Restons mobilisés !

Grâce à vos plus de 10.000 signatures, votre soutien et aux diverses animations qui ont été organisées, la campagne que nous avons menée d’avril à octobre 2010 intitulée « République Démocratique du Congo : 15 ans de guerre, tout un avenir à reconstruire » a été un succès.
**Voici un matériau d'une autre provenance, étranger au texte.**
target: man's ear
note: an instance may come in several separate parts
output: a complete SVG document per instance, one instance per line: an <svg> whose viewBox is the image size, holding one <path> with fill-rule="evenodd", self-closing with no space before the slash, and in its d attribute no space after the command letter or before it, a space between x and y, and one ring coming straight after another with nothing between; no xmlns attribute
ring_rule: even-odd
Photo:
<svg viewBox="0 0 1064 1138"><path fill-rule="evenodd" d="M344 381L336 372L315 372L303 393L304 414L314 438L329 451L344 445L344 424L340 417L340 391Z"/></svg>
Cette mobilisation a eu pour résultat une plus grande couverture dans la presse française de ce pays et de la situation que vit sa population. Cet écho médiatique et surtout les nombreuses cartes postales et interpellations directes que vous avez adressées aux décideurs ont suscité une mobilisation significative des parlementaires français en faveur de ce pays. Alors qu’à peine dix questions parlementaires avaient été adressées à Bernard Kouchner sur la RDC entre mi 2007 et fin 2009, ce sont plus de 30 questions écrites se référant directement à l’argumentaire de notre campagne que les députés ont adressées au Ministre des Affaires étrangères ! Nous avons également pu poursuivre un dialogue direct et intensif avec le quai d’Orsay _ tant au niveau de la Direction Afrique que du Cabinet _ à travers sept rendez-vous sur la période de la campagne. Nous avons également été reçus à l’Elysée et par le Président du groupe d’amitié parlementaire France – RDC.

Des petits pas en avant…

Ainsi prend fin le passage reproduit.